Chronique

Anja Lechner, François Couturier

Moderato Cantabile

Anja Lechner (cello), François Couturier (p)

Label / Distribution : ECM

« Je suis pourtant persuadé que ma musique pourrait être écoutée par un public très large. C’est vraiment une chose qui me tient à cœur : persuader le public et les organisateurs que cette musique n’est ni complexe ni réservée à un public d’esthètes. » Ainsi parlait François Couturier en 2004 à la fin d’une très riche interview sur Citizen Jazz. Il venait alors de publier un album solo, Un jour si blanc (ECM). Ce « pourtant » contient à peu près tout ce qu’il y aurait à dire autour de ce pianiste d’exception à la riche discographie, mais assez rare en concert. D’où la phrase quelque peu amère. Aujourd’hui sort Moderato cantabile, sa dernière œuvre, toujours chez ECM, mais cette fois avec la violoncelliste allemande Anja Lechner.

Moderato cantabile. Rien à voir avec Marguerite Duras, son roman et le film du même nom tourné par Peter Brook. Ah mais, ce Brook n’a-t-il pas réalisé Rencontres avec des hommes remarquables (1979), titre de l’autobiographie d’un certain George Ivanovitch Gurdjieff ? Gurdjieff, n’a-t-il pas inspiré, sinon dicté sa musique à ce Thomas de Hartmann ? Bon sang, mais c’est bien sûr ! Énigme résolue, si énigme il y eut – mais le mystère reste entier quant à la musique elle-même… du moins jusqu’à ce qu’on l’écoute.

Ce disque rassemble trois morceaux de Couturier lui-même, trois autres du prolixe Catalan Federico Mompou (1893-1987) et un de l’ethno-musicologue et prêtre arménien Komitas (1869-1935). Au total donc, avec Gurdjieff, quatre sources d’inspiration que le pianiste et sa comparse au violoncelle magnifient par leurs arrangements, une unité stylistique liée à une forte puissance émotionnelle et à une subtile qualité d’interprétation.

François Couturier (né en 50) est évidemment très conscient de ce que son parcours musical a d’original, voire d’incongru : venu du classique, il rejoint en 1978 Jean-Paul Celea, qui joue alors au côté de Jacques Thollot (disparu début octobre), deux musiciens avec lesquels il maintiendra une étroite relation. Puis ce seront de riches collaborations avec Daniel Humair, François Jeanneau, Michel Portal, Didier Lockwood, Anouar Brahem. En 1980, il est gratifié du prix Django Reinhardt de l’Académie du Jazz. En 1981 et 1982, il intègre avec Celea les Translators de John McLaughlin. Par quel mystère le retrouve-t-on à la croisées de musiques « autres », si éloignées du jazz mais qui, cependant, continuent à en émaner, parce que dans la lignée de musiciens de jazz ? Des noms persistent : Debussy certainement, Ravel au loin, pas si loin, puis des Slaves – Chostakovitch, Scriabine ; sans cependant rien renier de Bach… ni de Coltrane. Le tournant, on peut le supposer, passe par le cinéma, celui de Tarkovski et sa mystique en noir et blanc, ses brumes propices à une musique de nostalgie et d’introspection. François Couturier serait-il un néo-romantique post-moderne ? Ne riez pas, sinon j’ajoute une couche de new age néo-classique… En fait, sa musique est inclassable ; au-delà de l’étiquetage, elle est.

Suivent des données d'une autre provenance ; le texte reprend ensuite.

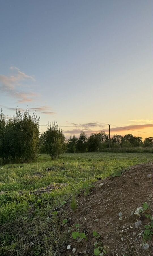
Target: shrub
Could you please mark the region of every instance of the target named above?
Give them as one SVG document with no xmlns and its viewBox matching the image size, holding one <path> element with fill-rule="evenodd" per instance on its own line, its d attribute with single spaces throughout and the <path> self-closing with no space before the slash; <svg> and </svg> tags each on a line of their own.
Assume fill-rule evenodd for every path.
<svg viewBox="0 0 153 256">
<path fill-rule="evenodd" d="M 35 159 L 39 147 L 39 118 L 17 108 L 16 115 L 7 120 L 0 116 L 0 158 L 3 161 L 26 162 Z"/>
<path fill-rule="evenodd" d="M 65 136 L 63 130 L 58 128 L 57 122 L 48 125 L 44 136 L 46 152 L 52 159 L 58 159 L 60 155 L 65 152 L 66 147 Z"/>
</svg>

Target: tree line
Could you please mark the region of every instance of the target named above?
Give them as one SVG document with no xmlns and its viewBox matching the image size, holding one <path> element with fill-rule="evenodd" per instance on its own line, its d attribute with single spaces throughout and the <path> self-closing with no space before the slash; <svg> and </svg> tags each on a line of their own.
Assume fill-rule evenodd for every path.
<svg viewBox="0 0 153 256">
<path fill-rule="evenodd" d="M 153 146 L 153 137 L 146 138 L 143 142 L 140 136 L 132 134 L 124 136 L 115 135 L 110 138 L 110 146 L 113 148 Z M 88 137 L 81 131 L 78 138 L 75 135 L 70 136 L 67 140 L 67 147 L 69 152 L 101 152 L 109 147 L 109 138 L 104 131 L 94 133 Z"/>
<path fill-rule="evenodd" d="M 0 114 L 0 160 L 17 162 L 32 161 L 38 154 L 46 153 L 52 159 L 58 159 L 65 152 L 102 152 L 109 147 L 109 136 L 105 132 L 94 133 L 88 137 L 80 131 L 78 137 L 70 136 L 67 140 L 56 122 L 48 124 L 47 130 L 40 134 L 39 118 L 31 114 L 27 108 L 22 112 L 16 109 L 15 115 L 7 118 L 1 109 Z M 140 146 L 153 147 L 153 137 L 144 142 L 139 136 L 132 134 L 116 135 L 110 139 L 112 148 Z"/>
</svg>

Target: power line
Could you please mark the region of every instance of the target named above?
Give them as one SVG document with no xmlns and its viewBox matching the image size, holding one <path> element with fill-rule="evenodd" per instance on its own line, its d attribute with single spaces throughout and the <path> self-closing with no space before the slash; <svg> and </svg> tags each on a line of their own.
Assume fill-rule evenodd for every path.
<svg viewBox="0 0 153 256">
<path fill-rule="evenodd" d="M 120 127 L 120 126 L 118 126 L 116 125 L 112 125 L 112 124 L 111 124 L 111 125 L 112 125 L 113 126 L 115 126 L 115 127 L 117 127 L 118 128 L 120 128 L 121 129 L 124 129 L 125 130 L 127 130 L 128 131 L 135 131 L 137 132 L 138 133 L 149 133 L 150 134 L 153 134 L 153 133 L 148 133 L 147 132 L 143 132 L 142 131 L 137 131 L 135 130 L 132 130 L 131 129 L 128 129 L 128 128 L 125 128 L 124 127 Z M 99 124 L 99 125 L 59 125 L 59 126 L 60 126 L 61 127 L 73 127 L 73 128 L 75 127 L 82 127 L 85 128 L 86 127 L 90 127 L 90 126 L 103 126 L 104 125 L 105 125 L 105 124 Z M 47 125 L 40 125 L 40 126 L 46 126 Z"/>
<path fill-rule="evenodd" d="M 140 131 L 136 131 L 136 130 L 131 130 L 131 129 L 128 129 L 128 128 L 124 128 L 124 127 L 120 127 L 119 126 L 116 126 L 116 125 L 112 125 L 111 124 L 111 125 L 112 125 L 113 126 L 115 126 L 116 127 L 117 127 L 118 128 L 121 128 L 121 129 L 124 129 L 125 130 L 128 130 L 129 131 L 136 131 L 138 133 L 150 133 L 151 134 L 153 134 L 153 133 L 148 133 L 147 132 L 143 132 Z"/>
</svg>

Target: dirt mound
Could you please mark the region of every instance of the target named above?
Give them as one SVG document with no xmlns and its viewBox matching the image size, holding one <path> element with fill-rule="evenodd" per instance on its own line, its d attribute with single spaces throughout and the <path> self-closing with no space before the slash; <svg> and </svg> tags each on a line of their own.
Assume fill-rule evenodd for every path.
<svg viewBox="0 0 153 256">
<path fill-rule="evenodd" d="M 86 189 L 78 196 L 75 212 L 65 205 L 63 217 L 66 216 L 68 222 L 64 232 L 70 236 L 62 255 L 151 256 L 153 241 L 144 241 L 143 235 L 153 213 L 153 162 L 133 166 L 120 177 L 99 181 Z M 135 215 L 145 202 L 149 208 Z M 80 227 L 75 226 L 76 224 Z M 78 232 L 73 233 L 75 239 L 73 232 Z M 86 238 L 81 238 L 84 232 Z M 99 251 L 94 254 L 95 249 Z"/>
<path fill-rule="evenodd" d="M 50 193 L 54 189 L 61 189 L 61 188 L 67 186 L 66 183 L 63 184 L 61 183 L 56 183 L 56 184 L 50 185 L 47 187 L 42 187 L 40 188 L 35 192 L 34 195 L 39 195 L 42 193 Z"/>
</svg>

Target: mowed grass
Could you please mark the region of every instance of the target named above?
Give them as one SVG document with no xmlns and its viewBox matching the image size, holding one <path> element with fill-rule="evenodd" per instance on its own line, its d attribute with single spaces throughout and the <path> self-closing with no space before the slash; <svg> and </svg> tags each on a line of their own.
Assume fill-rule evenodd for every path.
<svg viewBox="0 0 153 256">
<path fill-rule="evenodd" d="M 58 160 L 40 155 L 32 163 L 0 168 L 0 255 L 60 255 L 65 238 L 60 220 L 52 214 L 84 183 L 107 177 L 116 167 L 152 160 L 148 153 L 66 154 Z M 52 170 L 46 172 L 46 169 Z M 66 185 L 50 193 L 36 191 L 57 183 Z"/>
</svg>

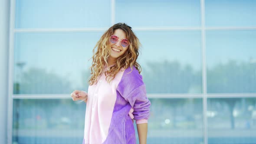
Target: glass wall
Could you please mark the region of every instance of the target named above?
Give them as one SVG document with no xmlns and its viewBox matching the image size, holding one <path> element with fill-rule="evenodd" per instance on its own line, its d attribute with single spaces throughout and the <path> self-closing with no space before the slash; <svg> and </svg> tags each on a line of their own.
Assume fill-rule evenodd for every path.
<svg viewBox="0 0 256 144">
<path fill-rule="evenodd" d="M 148 144 L 256 141 L 255 0 L 12 1 L 13 144 L 82 143 L 86 105 L 69 94 L 119 22 L 142 45 Z"/>
</svg>

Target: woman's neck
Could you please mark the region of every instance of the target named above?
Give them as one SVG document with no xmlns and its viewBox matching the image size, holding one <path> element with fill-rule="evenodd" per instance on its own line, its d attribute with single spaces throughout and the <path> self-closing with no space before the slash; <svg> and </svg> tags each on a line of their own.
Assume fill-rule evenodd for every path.
<svg viewBox="0 0 256 144">
<path fill-rule="evenodd" d="M 108 57 L 108 66 L 112 65 L 116 63 L 117 59 L 116 59 Z"/>
</svg>

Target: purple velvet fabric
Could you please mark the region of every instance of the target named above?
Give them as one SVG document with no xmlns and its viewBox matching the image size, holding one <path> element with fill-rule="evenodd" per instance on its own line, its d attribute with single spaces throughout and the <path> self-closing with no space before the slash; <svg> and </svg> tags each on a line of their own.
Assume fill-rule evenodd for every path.
<svg viewBox="0 0 256 144">
<path fill-rule="evenodd" d="M 131 108 L 134 109 L 135 120 L 148 119 L 149 117 L 151 104 L 147 98 L 142 76 L 134 66 L 131 72 L 130 67 L 125 70 L 116 88 L 116 100 L 108 133 L 103 144 L 136 144 L 133 123 L 128 115 Z M 83 144 L 85 144 L 84 139 Z"/>
<path fill-rule="evenodd" d="M 103 144 L 136 144 L 135 130 L 128 115 L 133 107 L 134 119 L 148 119 L 151 103 L 147 98 L 145 85 L 135 67 L 130 73 L 130 67 L 125 70 L 116 89 L 117 99 L 108 134 Z"/>
</svg>

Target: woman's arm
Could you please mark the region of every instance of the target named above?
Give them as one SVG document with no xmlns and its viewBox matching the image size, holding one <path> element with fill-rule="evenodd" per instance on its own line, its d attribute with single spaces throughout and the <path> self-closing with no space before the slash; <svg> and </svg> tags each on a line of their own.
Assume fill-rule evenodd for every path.
<svg viewBox="0 0 256 144">
<path fill-rule="evenodd" d="M 148 123 L 137 124 L 137 128 L 138 131 L 140 144 L 146 144 L 147 135 L 148 134 Z"/>
</svg>

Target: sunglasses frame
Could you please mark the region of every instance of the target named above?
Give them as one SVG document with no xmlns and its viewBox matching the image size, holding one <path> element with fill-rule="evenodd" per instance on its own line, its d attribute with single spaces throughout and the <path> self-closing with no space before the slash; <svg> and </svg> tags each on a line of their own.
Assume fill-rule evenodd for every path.
<svg viewBox="0 0 256 144">
<path fill-rule="evenodd" d="M 111 41 L 110 40 L 110 39 L 111 39 L 111 36 L 116 36 L 116 37 L 117 37 L 117 41 L 116 41 L 116 42 L 115 42 L 115 43 L 112 43 L 112 42 L 111 42 Z M 123 46 L 123 45 L 122 45 L 122 40 L 123 40 L 123 39 L 127 39 L 127 41 L 128 42 L 128 45 L 127 45 L 127 46 L 126 46 L 125 47 L 125 46 Z M 121 40 L 120 40 L 120 39 L 119 39 L 119 38 L 118 37 L 118 36 L 117 36 L 116 35 L 111 35 L 111 36 L 109 37 L 109 41 L 110 41 L 110 43 L 113 43 L 113 44 L 116 43 L 117 43 L 117 42 L 118 42 L 118 41 L 120 41 L 120 43 L 121 43 L 121 46 L 122 46 L 122 47 L 123 47 L 123 48 L 126 48 L 126 47 L 127 47 L 127 46 L 129 46 L 129 45 L 130 45 L 130 43 L 129 43 L 129 41 L 128 40 L 128 39 L 121 39 Z"/>
</svg>

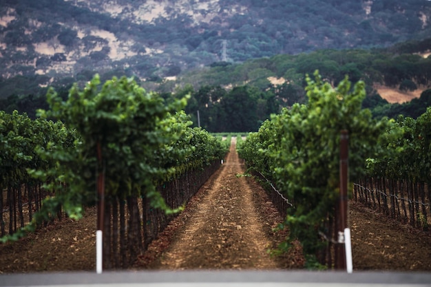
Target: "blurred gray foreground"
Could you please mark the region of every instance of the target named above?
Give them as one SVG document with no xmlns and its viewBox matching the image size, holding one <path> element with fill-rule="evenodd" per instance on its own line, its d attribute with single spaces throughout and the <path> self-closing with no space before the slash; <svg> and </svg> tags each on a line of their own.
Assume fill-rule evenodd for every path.
<svg viewBox="0 0 431 287">
<path fill-rule="evenodd" d="M 127 271 L 0 275 L 0 286 L 431 286 L 431 273 Z"/>
</svg>

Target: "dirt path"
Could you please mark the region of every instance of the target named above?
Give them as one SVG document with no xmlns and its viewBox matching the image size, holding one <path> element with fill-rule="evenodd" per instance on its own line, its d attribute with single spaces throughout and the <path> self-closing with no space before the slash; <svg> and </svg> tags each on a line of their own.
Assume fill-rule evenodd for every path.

Deux mots sur Gurdjieff (1877-1949), Gréco-Arménien débarqué en France en 1922 après d’incroyables et invérifiables pérégrinations dans le grand monde ésotérique musulman – Caucase, Moyen-Orient et Asie centrale – au cours desquelles il rencontre notamment des derviches qui l’initient au soufisme. Ce qui ne l’empêchera pas de mener ses affaires commerciales de marchand de tapis, entre autres formes de négoce plus ou moins louche. Fortement enrichi, il décide d’ouvrir à Paris (avec succursale à New York) un institut dédié à l’enseignement d’un « christianisme ésotérique », dont le un programme vise à atteindre « les plus hauts niveaux de conscience ». Le personnage, autant que ses méthodes et leur succès (notamment auprès des mouvements dits du « potentiel humain »), furent violemment contestés, souvent assimilés à des pratiques sectaires. Sa musique, transcrite, on l’a vu, par son ami Thomas de Hartmann, a intéressé quelques pianistes : Keith Jarrett lui a consacré un disque, Sacred Hymns (ECM, 1980), mais surtout, Alain Kremski en a enregistré l’intégrale en six CD (éd. Auvidis Valois, 1990). Anja Lechner (née en 1961) a également enregistré des œuvres de Gurdjieff avec le pianiste grec Vassilis Tsabropoulos (ECM, 2003).